Set Universe Polymorphism.
  Program Fixpoint f@{u} (A:Type@{u}) (n:nat) : Type@{u} :=
    match n with 0 => A | S n => f (A->A) n end.
Print f.
(* f@{u u0} = ... *)

where u0 comes from an internal call to fix_proto.

Actually, I have more general question, maybe to @Matthieu Sozeau: what is the role of the fix_proto and MR wrappers? Is it to control type classes?

view this post on Zulip Gaëtan Gilbert (Apr 02 2024 at 13:04):

about the program inference hook
currently it is only called on evar free subgoals, but this may be an accident of using an implementation which doesn't support evars instead of a deliberate choice
after https://github.com/coq/coq/pull/18881 we could change it to use it on any subgoal but do we want to?

view this post on Zulip Hugo Herbelin (Apr 04 2024 at 13:00):

but do we want to?

I don't know. I have applications in mind where I do want a hook to be applied to (only) specific evars but I don't know the generality of the thing.

I don't know also how much what I have in mind could be done via the typeclass mechanism.

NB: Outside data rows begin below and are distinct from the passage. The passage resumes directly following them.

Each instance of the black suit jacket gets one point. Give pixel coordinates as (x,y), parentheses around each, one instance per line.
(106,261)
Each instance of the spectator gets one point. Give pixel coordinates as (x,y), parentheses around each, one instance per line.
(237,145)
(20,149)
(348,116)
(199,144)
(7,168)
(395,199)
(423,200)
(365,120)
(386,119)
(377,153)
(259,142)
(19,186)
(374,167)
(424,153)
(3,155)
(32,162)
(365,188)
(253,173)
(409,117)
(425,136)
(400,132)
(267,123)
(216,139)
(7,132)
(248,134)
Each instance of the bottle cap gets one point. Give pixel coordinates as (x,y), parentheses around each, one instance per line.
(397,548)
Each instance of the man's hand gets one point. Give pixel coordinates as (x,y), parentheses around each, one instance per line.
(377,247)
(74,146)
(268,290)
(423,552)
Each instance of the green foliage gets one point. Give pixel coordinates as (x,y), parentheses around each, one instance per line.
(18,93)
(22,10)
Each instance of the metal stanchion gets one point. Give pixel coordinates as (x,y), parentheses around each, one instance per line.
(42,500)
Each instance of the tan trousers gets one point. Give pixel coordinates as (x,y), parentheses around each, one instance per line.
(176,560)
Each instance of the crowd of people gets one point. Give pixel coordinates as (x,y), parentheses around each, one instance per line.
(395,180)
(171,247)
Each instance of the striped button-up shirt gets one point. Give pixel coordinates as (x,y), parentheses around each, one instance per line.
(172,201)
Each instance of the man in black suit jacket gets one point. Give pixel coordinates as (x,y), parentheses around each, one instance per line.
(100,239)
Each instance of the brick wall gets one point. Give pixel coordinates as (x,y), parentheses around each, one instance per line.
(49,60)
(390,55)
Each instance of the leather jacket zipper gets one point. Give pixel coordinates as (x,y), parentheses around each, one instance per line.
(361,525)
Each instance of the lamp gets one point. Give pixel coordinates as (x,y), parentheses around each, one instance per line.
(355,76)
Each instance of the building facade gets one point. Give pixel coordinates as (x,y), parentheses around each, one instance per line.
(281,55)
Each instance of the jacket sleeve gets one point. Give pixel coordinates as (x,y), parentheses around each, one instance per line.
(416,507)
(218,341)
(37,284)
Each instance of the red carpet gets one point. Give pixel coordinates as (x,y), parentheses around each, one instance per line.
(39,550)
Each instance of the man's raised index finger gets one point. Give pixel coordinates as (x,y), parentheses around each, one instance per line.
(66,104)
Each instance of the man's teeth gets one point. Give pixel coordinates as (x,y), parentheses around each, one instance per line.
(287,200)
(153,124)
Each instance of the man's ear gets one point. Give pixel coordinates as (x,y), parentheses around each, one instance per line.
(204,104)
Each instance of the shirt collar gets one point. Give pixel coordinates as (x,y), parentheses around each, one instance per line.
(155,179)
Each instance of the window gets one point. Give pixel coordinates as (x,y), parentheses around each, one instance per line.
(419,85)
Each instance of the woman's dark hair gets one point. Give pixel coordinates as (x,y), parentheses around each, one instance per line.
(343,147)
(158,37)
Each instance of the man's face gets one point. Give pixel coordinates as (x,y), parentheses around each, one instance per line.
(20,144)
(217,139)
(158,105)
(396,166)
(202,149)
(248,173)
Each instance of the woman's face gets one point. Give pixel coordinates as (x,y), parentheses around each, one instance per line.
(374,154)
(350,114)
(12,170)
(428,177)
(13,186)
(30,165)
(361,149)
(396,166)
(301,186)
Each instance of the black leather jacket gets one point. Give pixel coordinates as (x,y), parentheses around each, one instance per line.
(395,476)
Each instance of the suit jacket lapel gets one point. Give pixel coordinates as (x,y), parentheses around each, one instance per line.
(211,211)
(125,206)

I'd be happy to read a summary of all techniques we currently have to solve evars.

view this post on Zulip Hugo Herbelin (Apr 04 2024 at 13:00):

but do we want to?

I don't know. I have applications in mind where I do want a hook to be applied to (only) specific evars but I don't know the generality of the thing.

I don't know also how much what I have in mind could be done via the typeclass mechanism. I'd be happy to read a summary of all techniques we currently have to solve evars.